A New Hampshire high school received a threat just hours before the vice president's wife Tippor Gore was scheduled to arrive for a discussion about the Columbine shootings. In the nation's capital thousands of high school students were evacuated last week after an unidentified caller said a bomb had been placed in one of Washington's public high schools. An 11-year-old elementary student in a Washington suburb was arrested after classmates told a teacher he had been spreading rumors about bombs.
In Brooklyn, New York, five 13-year-old eighth graders were arrested last Wednesday and charged with conspiracy to blow up McKinley Junior High School in Bay Ridge. The boys were overheard by a fellow student discussing a bomb plot and were found to be in possession of a bomb-making manual. In Fairport, New York, near Rochester, police confiscated gunpowder, propane and bomb-making books at the home of a 12-year-old sixth grader that they said was plotting to blow up his middle school.
In Hillsborough, New Jersey, the district's schools were ordered closed Friday, after students received e-mail threats, reportedly sent by an 11-year-old student, which said: "If we think what happened in Colorado was bad, wait until you see what happens in Hillsborough Middle School on Friday." Near Philadelphia, a 16-year-old was reportedly turned in by his mother after he threatened her with a reference to the Littleton tragedy. Law enforcement officials later discovered a homemade videotape showing the teenager building what appeared to be a bomb.
In Longwood, Florida, a 13-year-old student at Rock Lake Middle School was arrested Tuesday after reportedly threatening to place a bomb at the school and kill eighth graders who picked on him. A note on a crudely drawn map included the phrase "revenge will be sweet," the Orlando Sentinel reported.
Pennsylvania officials reported at least 60 bomb scares or other threats at schools; dozens of schools were evacuated in the Detroit area; and at a private school in suburban Oak Lawn, outside of Chicago, a 15-year-old was arrested after telling two girls he was going to kill the principal and a student and plant bombs at the school. An ax, knives, a rifle, shotguns and 150 rounds of ammunition were reportedly found in his home.
In California, three teenage students were arrested after police raided their homes and found bomb-making ingredients, a hand grenade and a map of their high school. In Wimberley, Texas four eighth-grade students from Danforth Junior High School were charged for allegedly plotting to blow up the school. And in Enid, Oklahoma a pipe bomb was found in a school bathroom.

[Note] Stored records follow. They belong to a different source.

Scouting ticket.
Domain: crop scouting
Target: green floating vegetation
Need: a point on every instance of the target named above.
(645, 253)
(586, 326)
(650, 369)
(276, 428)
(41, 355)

Commenting on the wave of copy-cat actions and threats sweeping the nation's schools, Marice Elias, a Rutgers University psychologist who specializes in children, said, this behavior could be "a signal of how disconnected and disaffected kids feel from schools. I think kids are angry at schools ... because they feel schools have no place for them and no concern for them. The only ones who are valued are very smart or very athletic. If you're not at the top of the game, you don't matter."
One-third of teenagers who responded to a recent CNN/Time poll said they thought an incident similar to the Columbine shootings would be likely to occur in their own schools. One in five students said they knew someone their age who has talked about committing a serious act of violence at their school, such as shooting a student or setting off a bomb.
The widespread character of these incidents underscores the fact that the alienation and social tensions that have been expressed through the eruption of violence in Colorado and other states is reaching an epidemic level. While US politicians, from President Clinton on down, and the news media have focused on guns, parental responsibility and violence in movies and video games, they are only dealing with the symptoms of a much larger problem. None have addressed the underlying social and political sickness in America which contributes to such tragedies.